I've found that de-interlacing is a step that needs to be done up front as upscaling can cause more problems if they don't handle de-interlacing themselves. To do this I simple run the source file through Handbrake with the Decomb filter enabled and output as a MPEG-2 video with zero compression enabled, passing through audio etc. Care needs to be taken with aspect ratios, otherwise you land up with a different output resolution than the source. So for mine, I set the Anamorphic setting to custom and custom cropping (all set to 0) and made sure the height and width correspond with the source. This avoids any squeezing or stretching.
Upscaling is something that is improving all the time, at the moment I am using the rather fantastic Topaz Video Enhance AI program.
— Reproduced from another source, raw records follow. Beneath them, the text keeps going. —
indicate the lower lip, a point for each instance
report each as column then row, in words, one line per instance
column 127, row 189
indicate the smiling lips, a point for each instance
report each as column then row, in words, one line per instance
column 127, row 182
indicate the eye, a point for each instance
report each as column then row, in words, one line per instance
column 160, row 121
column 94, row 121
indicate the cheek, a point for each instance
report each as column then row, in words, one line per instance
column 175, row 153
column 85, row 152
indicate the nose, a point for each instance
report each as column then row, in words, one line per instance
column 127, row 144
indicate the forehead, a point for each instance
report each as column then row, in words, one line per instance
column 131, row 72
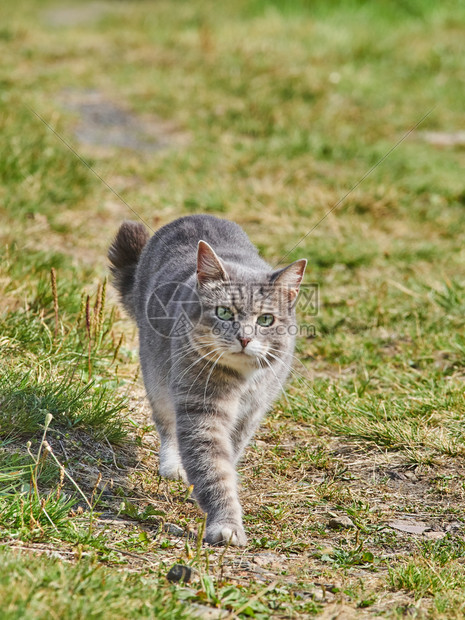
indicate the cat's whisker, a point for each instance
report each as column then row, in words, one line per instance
column 292, row 355
column 291, row 370
column 196, row 362
column 209, row 375
column 277, row 379
column 201, row 371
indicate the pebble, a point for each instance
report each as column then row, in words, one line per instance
column 173, row 529
column 179, row 572
column 337, row 523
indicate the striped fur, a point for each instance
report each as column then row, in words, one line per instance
column 209, row 386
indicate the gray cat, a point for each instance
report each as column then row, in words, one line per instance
column 216, row 330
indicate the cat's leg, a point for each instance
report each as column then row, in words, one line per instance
column 207, row 456
column 165, row 421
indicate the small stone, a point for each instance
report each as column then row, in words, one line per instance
column 175, row 530
column 179, row 572
column 409, row 526
column 338, row 523
column 434, row 535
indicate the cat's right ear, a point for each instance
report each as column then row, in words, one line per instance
column 209, row 266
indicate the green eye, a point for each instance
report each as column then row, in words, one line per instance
column 265, row 320
column 224, row 313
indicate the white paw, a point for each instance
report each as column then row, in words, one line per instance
column 226, row 534
column 173, row 472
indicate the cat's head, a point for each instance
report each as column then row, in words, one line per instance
column 248, row 316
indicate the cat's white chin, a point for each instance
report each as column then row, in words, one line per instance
column 241, row 362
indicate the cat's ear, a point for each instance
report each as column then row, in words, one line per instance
column 209, row 266
column 290, row 278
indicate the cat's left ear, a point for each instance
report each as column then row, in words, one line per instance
column 290, row 278
column 209, row 266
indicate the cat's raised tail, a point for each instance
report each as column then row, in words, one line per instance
column 124, row 254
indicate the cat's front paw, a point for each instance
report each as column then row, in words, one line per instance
column 173, row 472
column 226, row 533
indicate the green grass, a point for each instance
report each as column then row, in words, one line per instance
column 272, row 112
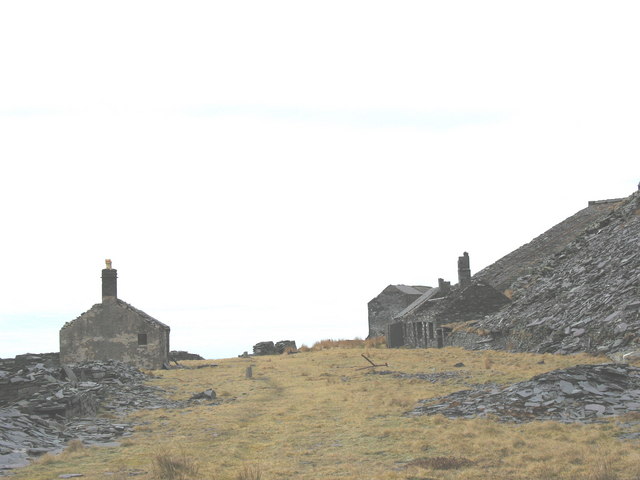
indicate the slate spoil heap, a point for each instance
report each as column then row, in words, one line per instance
column 584, row 393
column 584, row 298
column 44, row 405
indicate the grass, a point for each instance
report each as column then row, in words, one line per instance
column 316, row 415
column 169, row 465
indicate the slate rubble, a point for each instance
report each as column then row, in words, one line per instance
column 270, row 348
column 584, row 393
column 585, row 297
column 44, row 405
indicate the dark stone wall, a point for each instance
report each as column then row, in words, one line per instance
column 384, row 307
column 109, row 331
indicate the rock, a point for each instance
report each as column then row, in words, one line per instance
column 582, row 298
column 286, row 346
column 264, row 348
column 49, row 404
column 605, row 390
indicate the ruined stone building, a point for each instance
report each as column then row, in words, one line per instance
column 388, row 303
column 423, row 323
column 114, row 330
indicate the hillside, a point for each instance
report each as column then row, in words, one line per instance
column 503, row 273
column 584, row 297
column 320, row 414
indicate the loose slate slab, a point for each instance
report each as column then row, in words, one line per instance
column 584, row 393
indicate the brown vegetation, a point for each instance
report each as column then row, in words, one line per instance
column 316, row 415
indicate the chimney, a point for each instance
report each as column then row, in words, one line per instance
column 444, row 286
column 464, row 272
column 109, row 283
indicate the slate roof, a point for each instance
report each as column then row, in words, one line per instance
column 412, row 290
column 418, row 302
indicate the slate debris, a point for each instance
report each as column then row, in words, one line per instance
column 585, row 298
column 270, row 348
column 584, row 393
column 44, row 405
column 429, row 377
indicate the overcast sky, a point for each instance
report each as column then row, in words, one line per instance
column 261, row 170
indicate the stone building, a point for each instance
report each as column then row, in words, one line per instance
column 115, row 330
column 422, row 323
column 388, row 303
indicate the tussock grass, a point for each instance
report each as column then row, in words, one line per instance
column 249, row 472
column 315, row 415
column 168, row 465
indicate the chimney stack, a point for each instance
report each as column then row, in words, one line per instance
column 444, row 286
column 109, row 283
column 464, row 272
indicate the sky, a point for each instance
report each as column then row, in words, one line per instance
column 261, row 170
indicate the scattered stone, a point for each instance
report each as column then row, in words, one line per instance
column 286, row 346
column 584, row 393
column 581, row 298
column 43, row 405
column 208, row 394
column 264, row 348
column 270, row 348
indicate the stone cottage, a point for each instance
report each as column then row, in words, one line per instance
column 114, row 330
column 388, row 303
column 421, row 324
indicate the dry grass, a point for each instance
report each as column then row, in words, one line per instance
column 249, row 472
column 316, row 415
column 168, row 465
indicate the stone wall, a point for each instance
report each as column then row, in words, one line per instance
column 385, row 306
column 114, row 330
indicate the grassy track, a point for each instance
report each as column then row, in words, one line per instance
column 315, row 415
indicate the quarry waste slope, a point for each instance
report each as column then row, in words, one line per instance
column 583, row 298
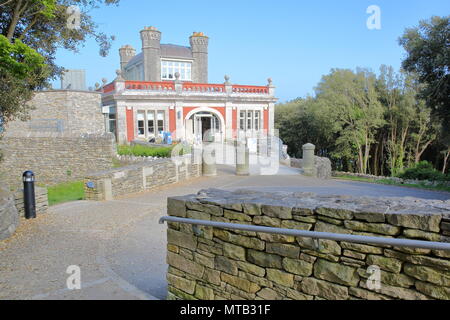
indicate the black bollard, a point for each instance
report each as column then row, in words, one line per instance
column 29, row 199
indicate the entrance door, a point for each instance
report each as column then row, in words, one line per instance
column 204, row 127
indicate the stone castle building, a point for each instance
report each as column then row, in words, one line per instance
column 165, row 88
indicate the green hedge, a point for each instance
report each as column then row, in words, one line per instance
column 146, row 151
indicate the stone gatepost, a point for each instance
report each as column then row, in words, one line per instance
column 242, row 159
column 308, row 159
column 209, row 161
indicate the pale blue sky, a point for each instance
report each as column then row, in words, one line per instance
column 293, row 41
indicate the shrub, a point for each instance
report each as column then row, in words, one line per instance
column 146, row 151
column 423, row 171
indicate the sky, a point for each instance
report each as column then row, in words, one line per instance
column 294, row 42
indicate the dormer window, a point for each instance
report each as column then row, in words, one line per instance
column 170, row 67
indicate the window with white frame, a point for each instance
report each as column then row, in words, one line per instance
column 242, row 120
column 170, row 67
column 141, row 123
column 150, row 123
column 257, row 120
column 160, row 121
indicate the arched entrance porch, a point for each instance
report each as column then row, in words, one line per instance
column 204, row 124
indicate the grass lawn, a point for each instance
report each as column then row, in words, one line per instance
column 390, row 182
column 65, row 192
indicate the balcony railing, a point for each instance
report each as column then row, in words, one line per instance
column 151, row 86
column 250, row 89
column 203, row 87
column 187, row 87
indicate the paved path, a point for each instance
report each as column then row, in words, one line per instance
column 119, row 245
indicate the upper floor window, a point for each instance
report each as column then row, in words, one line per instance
column 170, row 67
It uses previously trained AI models to remove noise a more focused approach and apply sharpening intelligently depending on the content. It works fantastically on things like text without making the whole image look overly sharpened. There are a few models you can chose from, and for the content I'm using at the moment the Artemis LQ v12 model is doing a fantastic job of cleaning up the old analogue scans. During this step, I leave the output as MP4 and set the compression factor to zero to keep the output lossless. Repeated compression will degrade the video further, so before final output, not compressing the content is important. If you're actually using high-quality sources, then you may wish to use a different format out here.
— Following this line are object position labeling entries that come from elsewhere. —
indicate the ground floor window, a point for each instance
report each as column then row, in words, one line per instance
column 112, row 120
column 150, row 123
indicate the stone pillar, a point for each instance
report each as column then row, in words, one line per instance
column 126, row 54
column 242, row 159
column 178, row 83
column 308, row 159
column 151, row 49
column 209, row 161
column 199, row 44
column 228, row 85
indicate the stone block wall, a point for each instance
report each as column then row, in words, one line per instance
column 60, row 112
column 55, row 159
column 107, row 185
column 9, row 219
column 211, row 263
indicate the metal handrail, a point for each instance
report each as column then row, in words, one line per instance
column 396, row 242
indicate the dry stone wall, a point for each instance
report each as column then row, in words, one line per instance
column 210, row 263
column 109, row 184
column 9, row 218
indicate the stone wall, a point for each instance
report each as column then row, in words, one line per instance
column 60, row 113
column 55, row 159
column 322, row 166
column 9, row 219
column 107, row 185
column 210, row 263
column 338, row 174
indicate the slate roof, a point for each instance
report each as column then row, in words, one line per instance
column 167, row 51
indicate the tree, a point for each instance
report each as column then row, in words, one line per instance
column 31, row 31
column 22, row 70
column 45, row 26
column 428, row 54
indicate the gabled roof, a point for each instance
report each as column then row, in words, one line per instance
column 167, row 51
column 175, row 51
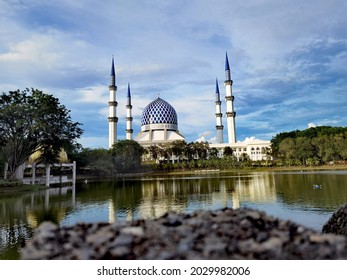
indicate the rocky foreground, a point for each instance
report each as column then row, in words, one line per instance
column 223, row 234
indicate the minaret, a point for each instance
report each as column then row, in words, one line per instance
column 129, row 119
column 219, row 115
column 229, row 103
column 112, row 104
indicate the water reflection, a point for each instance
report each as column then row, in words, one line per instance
column 285, row 195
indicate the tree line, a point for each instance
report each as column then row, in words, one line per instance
column 32, row 121
column 312, row 146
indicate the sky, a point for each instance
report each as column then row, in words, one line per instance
column 288, row 61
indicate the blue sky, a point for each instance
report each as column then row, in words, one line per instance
column 288, row 60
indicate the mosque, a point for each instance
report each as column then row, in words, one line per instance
column 159, row 122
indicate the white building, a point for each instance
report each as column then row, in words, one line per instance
column 159, row 123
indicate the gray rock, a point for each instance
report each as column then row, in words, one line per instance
column 222, row 234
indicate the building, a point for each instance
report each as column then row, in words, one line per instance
column 159, row 122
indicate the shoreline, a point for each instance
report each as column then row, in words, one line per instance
column 6, row 189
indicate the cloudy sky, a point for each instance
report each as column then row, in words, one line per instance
column 288, row 60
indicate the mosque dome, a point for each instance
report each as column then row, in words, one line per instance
column 158, row 124
column 159, row 112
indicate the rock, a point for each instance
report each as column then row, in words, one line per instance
column 222, row 234
column 337, row 224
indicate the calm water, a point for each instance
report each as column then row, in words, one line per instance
column 288, row 195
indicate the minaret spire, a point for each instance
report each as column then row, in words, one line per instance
column 229, row 103
column 219, row 115
column 129, row 131
column 112, row 104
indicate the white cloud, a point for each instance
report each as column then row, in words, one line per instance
column 287, row 66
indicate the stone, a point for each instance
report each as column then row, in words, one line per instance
column 221, row 234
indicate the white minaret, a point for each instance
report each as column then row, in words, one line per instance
column 112, row 104
column 229, row 103
column 219, row 115
column 129, row 131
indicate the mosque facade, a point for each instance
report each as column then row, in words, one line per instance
column 159, row 122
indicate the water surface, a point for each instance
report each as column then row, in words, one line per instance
column 288, row 195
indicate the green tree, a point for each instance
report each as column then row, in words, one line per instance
column 127, row 155
column 31, row 120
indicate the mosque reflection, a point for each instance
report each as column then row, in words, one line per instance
column 146, row 198
column 151, row 197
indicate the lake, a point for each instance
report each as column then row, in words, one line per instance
column 287, row 195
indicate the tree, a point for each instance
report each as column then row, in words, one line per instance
column 127, row 155
column 31, row 120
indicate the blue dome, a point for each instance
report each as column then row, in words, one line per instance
column 159, row 112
The tricky bit is setting the sizing and resolution. You can either pick an upscaling percentage or do things a bit more customised. If you're doing it by hand you can set your scaling percentage, and then a crop box. If you don't work them out together, you can have a lot of black space, or a highly cropped video. For my PAL DVD content, I set the scaling to 167% (odd, right), which produces 1282 x 962, and I then adjust the crop box to 1280 x 960, and suffer the loss of a pixel on each side.
Finally the last encode needs to be done. I'm using Handbrake again to complete this step, but the exact settings that you will want to use is subjective. For reference, I'm finding these settings work well:
- MKV container
- Anamorphic set to loose with a Modulus of 16
- No filters (as we've already de-interlaced)
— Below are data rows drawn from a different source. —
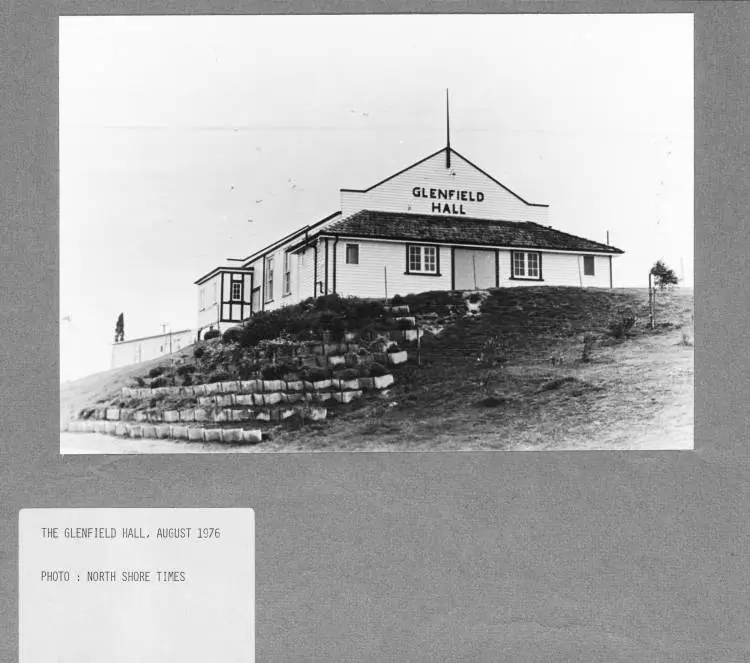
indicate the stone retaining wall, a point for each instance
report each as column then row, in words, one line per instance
column 212, row 390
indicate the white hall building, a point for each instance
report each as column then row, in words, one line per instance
column 440, row 224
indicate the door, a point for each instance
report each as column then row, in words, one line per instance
column 474, row 269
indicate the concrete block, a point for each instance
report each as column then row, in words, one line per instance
column 324, row 396
column 232, row 435
column 336, row 360
column 382, row 381
column 273, row 398
column 317, row 413
column 230, row 387
column 397, row 357
column 187, row 415
column 225, row 401
column 213, row 435
column 252, row 436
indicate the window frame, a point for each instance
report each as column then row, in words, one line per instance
column 355, row 249
column 287, row 286
column 268, row 279
column 422, row 254
column 525, row 264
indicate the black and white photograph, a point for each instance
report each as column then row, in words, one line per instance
column 371, row 233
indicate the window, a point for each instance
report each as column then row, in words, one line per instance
column 287, row 275
column 269, row 279
column 527, row 265
column 421, row 259
column 352, row 254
- H.265 Codec (no point in HDR etc for old content)
- Left the frame-rate to match source and constant for better compatibility
- Set an average bit rate, through experimentation based on what looks good for the content and resolution, 800kbps worked well for what I was encoding as there is a lot of white space. And enabled a 2-pass to allow the more complex scenes make better use of available bitrate
- Encoder preset I tend to use VeryFast or Slow depending on how good I want the compression to be
- Audio should be still available from the source as it's moved all the way through the workflow, subtitles are less likely.
Conclusion
The key bit in my workflow is centred around Topaz Video Enhance AI, which is quite astonishingly good at what it does. It's no hollywood thriller "enhance" magic, but it's certainly the closet thing I've seen to it and can pull out a lot of detail. Where it really excels it seems is noise and edge detection. I ran some old TV through it to see what it could do, and whilst it provided enhancement, it wasn't as astonishing as I've seen elsewhere. When something is low enough resolution that it has lost the detail or the image is blurred it can only go so far - but there always seems to be an improvement.
The downside is of course the processing time involved. It heavily makes use of GPU processing over CPU processing, my multi-core CPU was relatively idle during processing, which did mean I could dedicate that to encoding video at the same time but you'll soon run out of encoding work due to the length of time Topaz takes to process. I was getting through about 1/3 of a frame a second - time for a new GPU I think!